Let π denote the proportion of grocery store customers that use the store's club card. For a large sample z test of H0: π = .5 versus Ha: π > .5, find the P-value associated with each of the given below values of the test statistic.

yes

To find the P-value associated with each value of the test statistic, we need to use the standard normal distribution.

Step 1: Setup the hypotheses:
H0: π = 0.5 (null hypothesis)
Ha: π > 0.5 (alternative hypothesis)

Step 2: Calculate the test statistic:
The test statistic for a large sample z test when testing proportions is calculated using this formula:
z = (p̂ - π) / sqrt(π(1-π)/n)

Here, p̂ represents the sample proportion, π is the population proportion under the null hypothesis, and n is the sample size.
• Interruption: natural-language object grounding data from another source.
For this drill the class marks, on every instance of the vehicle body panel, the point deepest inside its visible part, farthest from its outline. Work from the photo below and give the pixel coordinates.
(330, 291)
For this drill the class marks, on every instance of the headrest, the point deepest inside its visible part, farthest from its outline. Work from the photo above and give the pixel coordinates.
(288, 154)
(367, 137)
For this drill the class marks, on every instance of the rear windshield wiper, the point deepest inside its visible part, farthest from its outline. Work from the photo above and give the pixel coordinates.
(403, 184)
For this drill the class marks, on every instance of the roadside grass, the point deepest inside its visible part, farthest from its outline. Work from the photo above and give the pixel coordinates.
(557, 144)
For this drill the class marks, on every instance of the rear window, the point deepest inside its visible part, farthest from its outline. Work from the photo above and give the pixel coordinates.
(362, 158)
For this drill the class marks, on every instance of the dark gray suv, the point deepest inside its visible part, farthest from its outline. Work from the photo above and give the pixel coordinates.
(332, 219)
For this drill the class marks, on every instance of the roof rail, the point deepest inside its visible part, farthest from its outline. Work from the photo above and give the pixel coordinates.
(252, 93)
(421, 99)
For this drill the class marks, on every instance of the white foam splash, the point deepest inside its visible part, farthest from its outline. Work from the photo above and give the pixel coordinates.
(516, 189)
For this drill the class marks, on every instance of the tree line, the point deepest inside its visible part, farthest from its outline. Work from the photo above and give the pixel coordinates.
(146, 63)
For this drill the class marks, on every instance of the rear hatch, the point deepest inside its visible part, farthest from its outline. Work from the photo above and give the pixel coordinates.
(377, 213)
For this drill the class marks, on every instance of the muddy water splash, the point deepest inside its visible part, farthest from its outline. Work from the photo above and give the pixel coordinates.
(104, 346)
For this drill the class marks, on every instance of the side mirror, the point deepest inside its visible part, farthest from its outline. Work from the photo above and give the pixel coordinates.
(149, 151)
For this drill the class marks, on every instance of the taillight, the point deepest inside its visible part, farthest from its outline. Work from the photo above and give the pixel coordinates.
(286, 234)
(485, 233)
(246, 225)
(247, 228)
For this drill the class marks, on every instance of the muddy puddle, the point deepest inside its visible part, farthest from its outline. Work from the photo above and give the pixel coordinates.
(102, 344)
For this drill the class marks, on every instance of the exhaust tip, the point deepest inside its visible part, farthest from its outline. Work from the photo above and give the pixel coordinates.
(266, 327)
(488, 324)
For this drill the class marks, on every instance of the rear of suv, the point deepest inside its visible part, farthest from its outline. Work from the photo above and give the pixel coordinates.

Step 3: Calculate the P-value:
The P-value is the probability of observing a test statistic as extreme or more extreme than the one obtained from the sample, assuming that the null hypothesis is true.

To find the P-value, we need to calculate the area under the standard normal curve to the right of the test statistic.

Using a standard normal table or a calculator, we can find the corresponding area or probability for a given z-value.

The P-value is the area to the right of the test statistic value.

Note: In this case, we are testing for the alternative hypothesis π > 0.5, so we are concerned with the upper tail of the standard normal distribution.

Without specific values for the test statistic, it is not possible to provide the P-value associated with each value. However, once you have the value of the test statistic, you can find the corresponding P-value using a standard normal table or a calculator by finding the area to the right of the test statistic.